It took a lot of effort, but I was finally able to locate and buy a copy of the Aug. 1 edition of Rolling Stone magazine. I'd been a subscriber a few years ago and found, even at age 59, many of the articles to be insightful even if the music reviews are beyond my 1960s comprehension. So I wanted to read the article about Dzhokhar Tsarnaev.
Not sure what happened to "don't judge a book by its cover," which I even might agree was an unfortunate choice. Bottom line, this is a magazine aimed at a young audience and the bombing suspect was, indeed, young and lived among readers of the magazine.
So, I was not appalled by the cover. However, what appalled me was that some retailers decided to make a decision for me that buying and reading this particular edition and article was improper and they decided not to carry the magazine in their retail stores. So many mass-retailers like CVS, Rite Aid, and (the most moral of giants) Giant Eagle made it impossible to buy in the local market. We all have a mind and a conscience. We also have the freedom to buy or not to buy, read or not to read anything we like. That, to me, is what America is all about. Those retailers apparently want to suppress freedom of speech, which I find repugnant.

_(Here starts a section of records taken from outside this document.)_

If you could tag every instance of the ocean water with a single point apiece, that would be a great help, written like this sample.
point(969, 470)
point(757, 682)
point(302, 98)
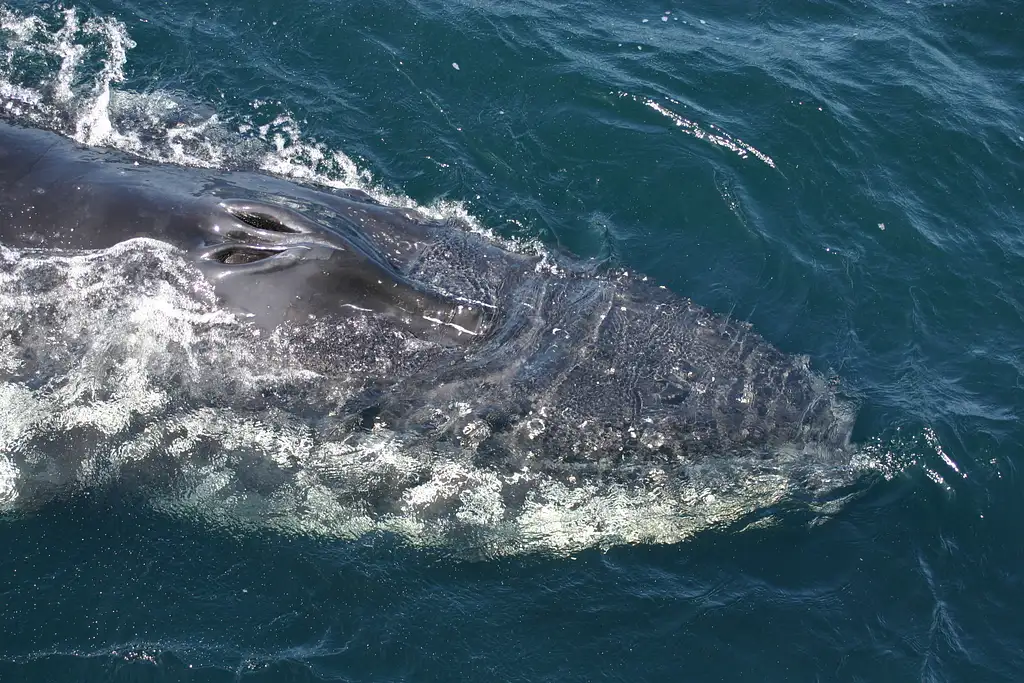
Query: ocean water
point(847, 176)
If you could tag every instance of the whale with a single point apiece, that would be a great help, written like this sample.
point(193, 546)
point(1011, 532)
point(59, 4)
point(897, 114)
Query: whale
point(404, 372)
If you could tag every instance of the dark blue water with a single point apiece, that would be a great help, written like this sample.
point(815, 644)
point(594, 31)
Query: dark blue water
point(848, 176)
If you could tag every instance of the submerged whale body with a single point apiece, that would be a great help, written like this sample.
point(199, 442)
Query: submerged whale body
point(310, 357)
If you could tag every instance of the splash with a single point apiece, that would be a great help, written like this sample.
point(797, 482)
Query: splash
point(714, 136)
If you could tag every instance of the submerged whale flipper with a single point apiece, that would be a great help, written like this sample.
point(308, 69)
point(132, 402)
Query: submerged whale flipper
point(310, 357)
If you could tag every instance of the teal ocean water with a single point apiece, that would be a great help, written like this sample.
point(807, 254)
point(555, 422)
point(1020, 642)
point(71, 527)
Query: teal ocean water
point(848, 176)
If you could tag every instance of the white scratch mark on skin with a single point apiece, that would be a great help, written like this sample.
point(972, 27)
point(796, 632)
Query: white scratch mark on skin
point(451, 325)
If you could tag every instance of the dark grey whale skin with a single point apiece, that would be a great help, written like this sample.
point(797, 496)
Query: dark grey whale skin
point(532, 364)
point(274, 262)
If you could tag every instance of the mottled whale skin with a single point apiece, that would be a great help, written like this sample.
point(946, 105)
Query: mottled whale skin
point(534, 367)
point(263, 257)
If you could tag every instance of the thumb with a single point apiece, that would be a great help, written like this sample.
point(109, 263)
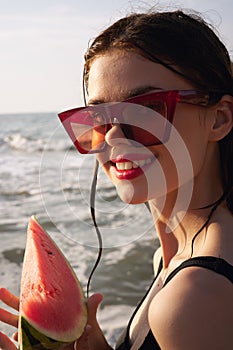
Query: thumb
point(92, 306)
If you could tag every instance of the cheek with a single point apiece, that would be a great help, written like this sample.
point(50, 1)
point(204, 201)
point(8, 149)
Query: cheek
point(191, 130)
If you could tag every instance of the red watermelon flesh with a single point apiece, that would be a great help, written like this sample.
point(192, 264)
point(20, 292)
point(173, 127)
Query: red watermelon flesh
point(51, 301)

Don't get me wrong, like all Americans I found the Boston bombing horrible and inexcusable on any level. But at the same time, it seems to me that, when anything like this bombing happens, we collectively tend to ask ourselves "what went wrong?" and "what would turn someone to commit this kind of atrocity?" But given the reaction to this article and cover, perhaps America doesn't want to know.
If we react so badly to what confronts us without trying to understand by even reading an article that could shed light, maybe America wants to keep its head in the sand. If we continue to do this, it seems that more horrors like the Boston bombing will be visited upon us.